The latest Jacuzzi-owned subsidiary that will find itself under a private equity firm’s ownership is Eljer Plumbingware Inc., currently a part of Jacuzzi’s consumer bath division. Late last month, Jacuzzi struck a deal with Sun Capital Partners wherein Eljer will become a stand-alone portfolio company of the firm’s by July 2, the end of Jacuzzi’s third fiscal quarter. Financial terms of the transaction were not disclosed.
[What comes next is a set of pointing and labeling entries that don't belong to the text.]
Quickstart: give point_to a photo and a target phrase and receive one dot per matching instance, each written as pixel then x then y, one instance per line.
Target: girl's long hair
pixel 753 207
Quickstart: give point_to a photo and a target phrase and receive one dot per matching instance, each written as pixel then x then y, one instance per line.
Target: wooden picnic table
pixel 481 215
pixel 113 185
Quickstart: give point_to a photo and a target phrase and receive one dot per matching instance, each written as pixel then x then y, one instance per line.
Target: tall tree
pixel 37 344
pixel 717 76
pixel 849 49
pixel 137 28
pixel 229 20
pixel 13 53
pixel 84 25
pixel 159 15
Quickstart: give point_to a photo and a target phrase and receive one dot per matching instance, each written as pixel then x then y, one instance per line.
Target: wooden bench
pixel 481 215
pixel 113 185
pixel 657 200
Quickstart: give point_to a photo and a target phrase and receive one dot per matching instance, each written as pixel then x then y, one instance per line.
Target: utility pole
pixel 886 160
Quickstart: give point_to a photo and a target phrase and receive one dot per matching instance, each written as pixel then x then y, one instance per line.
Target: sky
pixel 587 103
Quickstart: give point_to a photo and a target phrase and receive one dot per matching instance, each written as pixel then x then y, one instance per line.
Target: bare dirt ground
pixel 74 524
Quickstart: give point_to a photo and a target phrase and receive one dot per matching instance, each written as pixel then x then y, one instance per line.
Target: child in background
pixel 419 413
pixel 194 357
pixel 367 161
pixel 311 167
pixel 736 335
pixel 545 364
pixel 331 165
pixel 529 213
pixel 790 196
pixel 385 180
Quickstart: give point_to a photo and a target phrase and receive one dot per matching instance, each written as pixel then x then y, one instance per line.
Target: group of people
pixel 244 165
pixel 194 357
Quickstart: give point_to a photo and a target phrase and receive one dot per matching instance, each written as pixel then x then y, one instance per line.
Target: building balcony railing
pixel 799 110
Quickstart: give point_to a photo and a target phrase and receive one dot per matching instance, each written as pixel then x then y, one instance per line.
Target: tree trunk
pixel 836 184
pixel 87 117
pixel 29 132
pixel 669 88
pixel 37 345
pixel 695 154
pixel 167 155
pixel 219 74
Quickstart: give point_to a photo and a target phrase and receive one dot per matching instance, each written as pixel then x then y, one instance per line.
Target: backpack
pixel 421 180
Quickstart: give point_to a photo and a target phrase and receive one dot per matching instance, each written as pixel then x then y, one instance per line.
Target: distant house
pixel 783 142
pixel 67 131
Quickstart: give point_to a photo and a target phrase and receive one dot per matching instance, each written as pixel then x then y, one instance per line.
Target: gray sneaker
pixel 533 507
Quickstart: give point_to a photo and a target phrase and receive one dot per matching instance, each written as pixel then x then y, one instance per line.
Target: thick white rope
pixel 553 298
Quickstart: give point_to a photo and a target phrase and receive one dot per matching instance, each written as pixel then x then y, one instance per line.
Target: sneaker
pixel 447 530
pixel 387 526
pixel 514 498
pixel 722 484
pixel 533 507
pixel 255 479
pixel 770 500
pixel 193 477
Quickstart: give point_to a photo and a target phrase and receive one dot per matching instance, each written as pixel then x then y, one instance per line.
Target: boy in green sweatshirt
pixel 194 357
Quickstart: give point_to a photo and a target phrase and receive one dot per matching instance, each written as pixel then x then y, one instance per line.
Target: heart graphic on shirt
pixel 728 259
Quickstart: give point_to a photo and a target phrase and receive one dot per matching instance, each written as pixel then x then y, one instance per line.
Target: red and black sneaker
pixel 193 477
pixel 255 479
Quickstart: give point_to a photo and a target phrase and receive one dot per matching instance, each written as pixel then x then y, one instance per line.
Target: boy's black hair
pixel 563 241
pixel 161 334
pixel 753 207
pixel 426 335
Headquartered in Dallas, Texas, Eljer Plumbingware offers a line of ceramic, composite and iron sanitary ware including bathtubs, toilets, bidets, sinks and faucets under its own brand name. For the year ended Oct. 2, 2004, Eljer recorded an operating loss of $30.7 million on sales of $150.5 million. And for the first six months of Jacuzzi’s fiscal-year 2005, which ended on Apr. 2, Eljer recorded an operating loss of $2.9 million on sales of $69.2 million.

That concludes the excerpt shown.